The eagle-eyed amongst you may have spotted what seems to be a bit of a discrepancy in the last section:

If Confidence AI is supposedly prioritizing experiments with the highest confidence scores, why did we run so few high confidence tests during the trial period (49 high confidence, 120 medium confidence, and 230 low confidence)?

This raises an important point: when deciding which experiments to run, there are many factors that come into play in addition to likelihood of winning. On a basic level, we also need to consider things like build size and dependencies, which will determine how resource expensive a test is likely to be.

For example, if we have a high confidence test concept that is going to take a month to build and that also requires signoff from our client’s entire board of directors, we might choose to prioritize a lower confidence test with fewer dependencies and a quicker build.

This approach allows us to move at speed and gather learnings as we go – learnings that feed back into Confidence AI and that generate more accurate predictions.

But going beyond considerations about resource constraints and velocity, it’s also worth making a more general point: experimentation is about more than exploiting low hanging fruit (as identified by Confidence AI); it’s about exploring the full landscape of potential solutions to help our clients find the overall optimal solution to their problem – the global maxima.

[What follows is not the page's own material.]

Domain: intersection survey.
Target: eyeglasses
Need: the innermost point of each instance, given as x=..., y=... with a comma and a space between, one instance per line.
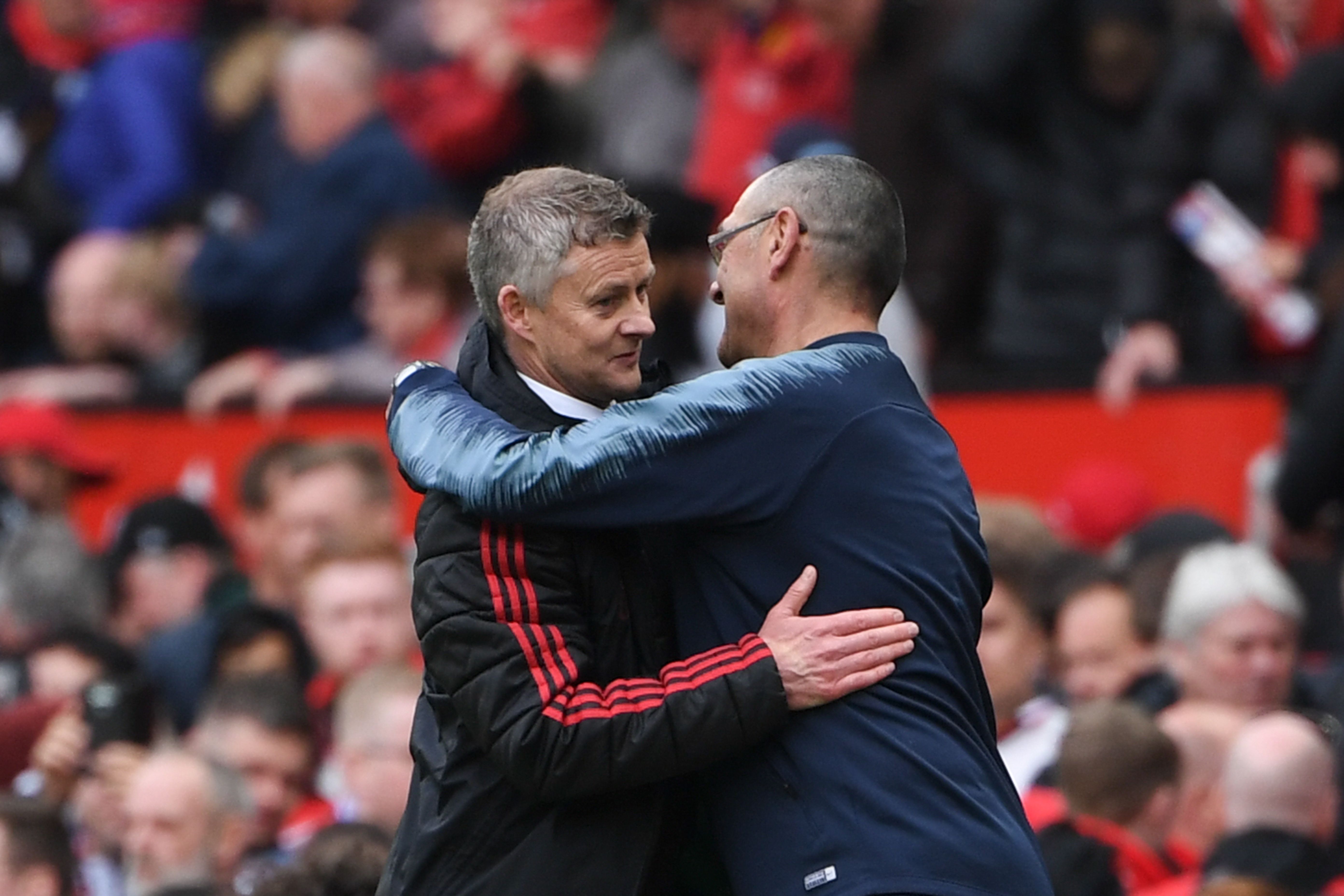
x=718, y=242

Our goal is to help our clients find their global maxima

Confidence AI is a tool – an extremely powerful one – in our consultants’ toolkit. It provides them with a high-fidelity picture of the risk-reward landscape that they are operating within, which means they can – if they choose to – aggressively exploit high confidence tests that are likely to deliver strong short-term ROI for our clients.

But our goal as an agency is to maximize long-term – not just short-term – ROI for our clients.

In our experience, safe, high-confidence tests are great for generating incremental uplifts, but the most value tends to come when we use experimentation to help our clients take bold risks with a safety net.

This is a big part of the reason that we’re so often able to help our clients move beyond the plateaus on which they were previously stuck and continue their ascent towards their respective global maximas.

Saying that, we of course allow each of our clients to set the agenda for their own programs. If our client asks us to use Confidence AI to drive as much short-term value as possible, this is absolutely what we will do. But more often than not, our clients understand the long-term value that experimentation can bring to their entire business, so the emphasis of most programs is on measured exploration as much as it is on exploitation.

Circling back to the question asked at the start of this section, then: the primary reason that we often run fewer high-confidence tests than might be expected is that we often choose to explore uncharted territory and help our clients discover the high-risk, huge-reward solutions that have the power to revolutionize their businesses.
Final thoughts: silver bullet or something else?

Confidence AI is an incredibly exciting development that has significantly improved our ability to prioritize promising avenues of experimentation.

What’s more, the model is still in its infancy. This is the first iteration of Confidence AI, and we have every reason to believe that as we gather more data and roll out further iterations, the model will get more accurate over time.

But it’s important to emphasize that Confidence AI is not a silver bullet.

Ultimately, it’s only as effective as the experiment concepts themselves. If supporting research is poor or if experiment executions are weak, then Confidence AI’s predictive power goes way down.

Equally important, while Confidence AI may be able to give us a strong indication about how to maximize the short-term impact of a program, ascending to a program’s global maxima requires trialling bold, innovative ideas – the kind of ideas that a tool like Confidence AI is not particularly well equipped to evaluate.

All this to say, maybe one day Confidence AI will be able to predict every kind of experiment result with unerring accuracy. Until then, it is simply a powerful tool that is as effective – or as ineffective – as the practitioner wielding it.